Steven goes to great lengths to avoid killing a member of his family. After discovering that Bob hasn’t eaten in a while, Steven tries to force a donut (originally intended as a get-well present) down his throat. Steven’s force-feeding and Bob’s subsequent vomiting are captured in claustrophobic closeups, making the scene extremely unpleasant to watch. As horrific as the sight is to behold, it’s understandable that Steven would want to believe that Martin was lying.

It’s not until much later that we learn that Steven had been drinking before operating on Jonathan, as he is reluctant to confess. Shortly after the disease strikes, Steven tells Anna that Jonathan died during surgery. When she pressures him to tell her whether or not he had been drinking beforehand, he dodges the question by blaming Matthew (Bill Camp), the anesthesiologist who put Jonathan under, saying: “A surgeon never kills a patient. An anesthesiologist can kill a patient, but a surgeon never can.” As time goes on and Bob and Kim show no signs of getting better, Anna decides to further investigate Jonathan’s death by getting Matthew’s side of the story. Not only does Matthew tell Anna that the surgeon, not the anesthesiologist, is usually responsible for a patient’s death, he also reveals that Steven had had two drinks before beginning the surgery. Does Steven lie to cover his tracks or to convince himself that he’s not a murderer? Either way, once Matthew discloses the truth, one begins to wonder whether Steven is looking out for his family’s safety or attempting to avoid taking responsibility for killing Jonathan.
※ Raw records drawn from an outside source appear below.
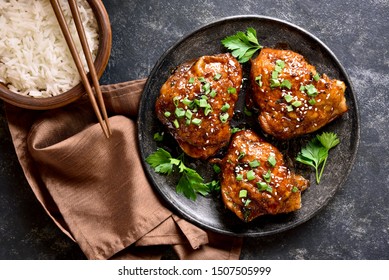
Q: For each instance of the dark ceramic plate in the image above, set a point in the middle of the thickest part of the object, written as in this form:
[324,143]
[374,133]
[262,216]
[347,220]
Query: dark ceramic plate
[209,212]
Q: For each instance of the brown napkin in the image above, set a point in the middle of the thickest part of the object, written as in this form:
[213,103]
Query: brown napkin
[95,188]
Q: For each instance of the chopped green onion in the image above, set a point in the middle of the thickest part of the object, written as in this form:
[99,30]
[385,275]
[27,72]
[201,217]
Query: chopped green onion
[262,186]
[224,117]
[280,63]
[201,79]
[235,130]
[250,175]
[274,83]
[203,103]
[231,90]
[288,98]
[196,121]
[311,90]
[254,163]
[277,69]
[287,84]
[225,107]
[274,74]
[217,76]
[258,80]
[297,103]
[272,160]
[207,110]
[242,193]
[158,136]
[186,101]
[247,112]
[179,112]
[216,168]
[206,88]
[188,114]
[289,108]
[267,176]
[176,99]
[176,123]
[312,101]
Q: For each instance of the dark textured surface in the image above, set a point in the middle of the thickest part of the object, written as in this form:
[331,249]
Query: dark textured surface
[210,212]
[354,225]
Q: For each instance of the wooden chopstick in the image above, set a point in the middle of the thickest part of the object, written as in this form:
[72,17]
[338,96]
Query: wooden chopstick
[69,40]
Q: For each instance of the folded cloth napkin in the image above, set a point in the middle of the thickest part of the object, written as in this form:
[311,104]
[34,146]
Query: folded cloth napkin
[95,188]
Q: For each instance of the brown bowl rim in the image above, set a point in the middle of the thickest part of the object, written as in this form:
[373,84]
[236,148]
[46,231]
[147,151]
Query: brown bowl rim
[101,61]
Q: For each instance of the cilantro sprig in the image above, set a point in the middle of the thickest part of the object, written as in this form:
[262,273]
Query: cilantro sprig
[243,45]
[315,153]
[190,183]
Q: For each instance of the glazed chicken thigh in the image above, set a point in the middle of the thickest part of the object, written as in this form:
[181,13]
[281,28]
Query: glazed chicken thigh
[255,180]
[293,98]
[197,102]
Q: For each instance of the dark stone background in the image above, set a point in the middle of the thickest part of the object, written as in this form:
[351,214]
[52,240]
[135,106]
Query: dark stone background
[354,225]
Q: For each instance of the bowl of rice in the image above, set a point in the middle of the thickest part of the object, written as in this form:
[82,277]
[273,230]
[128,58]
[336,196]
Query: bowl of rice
[37,70]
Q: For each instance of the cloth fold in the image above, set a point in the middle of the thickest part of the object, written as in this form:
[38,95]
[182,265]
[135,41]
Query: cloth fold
[95,189]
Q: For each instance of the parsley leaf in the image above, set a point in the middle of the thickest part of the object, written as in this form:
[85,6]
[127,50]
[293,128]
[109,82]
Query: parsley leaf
[190,183]
[243,45]
[315,153]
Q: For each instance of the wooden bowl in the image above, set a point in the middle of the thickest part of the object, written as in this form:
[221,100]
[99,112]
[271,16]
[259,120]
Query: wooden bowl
[101,61]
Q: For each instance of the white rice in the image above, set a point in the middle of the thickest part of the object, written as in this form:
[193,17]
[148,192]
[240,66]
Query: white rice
[34,57]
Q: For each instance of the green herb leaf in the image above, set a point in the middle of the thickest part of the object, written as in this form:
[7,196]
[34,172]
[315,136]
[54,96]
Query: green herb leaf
[254,163]
[315,153]
[243,46]
[286,84]
[272,160]
[158,136]
[250,175]
[242,193]
[328,139]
The true horror of The Killing of a Sacred Deer isn’t that Steven and Martin hurt innocent people; but, that their motivations are understandable. Neither character is able to accept Jonathan’s death, so each one copes with it in the manner they best see fit. As Martin tells Steven, he believes that the only way he can relieve the pain caused by losing a family member is making Steven lose one as well. Steven never explicitly states why he force-feeds Bob or scapegoats Matthew; but given his efforts to hide Jonathan’s true cause of death from Anna, he is likely ashamed of what he did—to the point of being afraid to admit it both to her and to himself. As much as I’d love to believe that Steven and Martin were derived from Lanthimos’s imagination, his inspiration may very well have been human nature itself.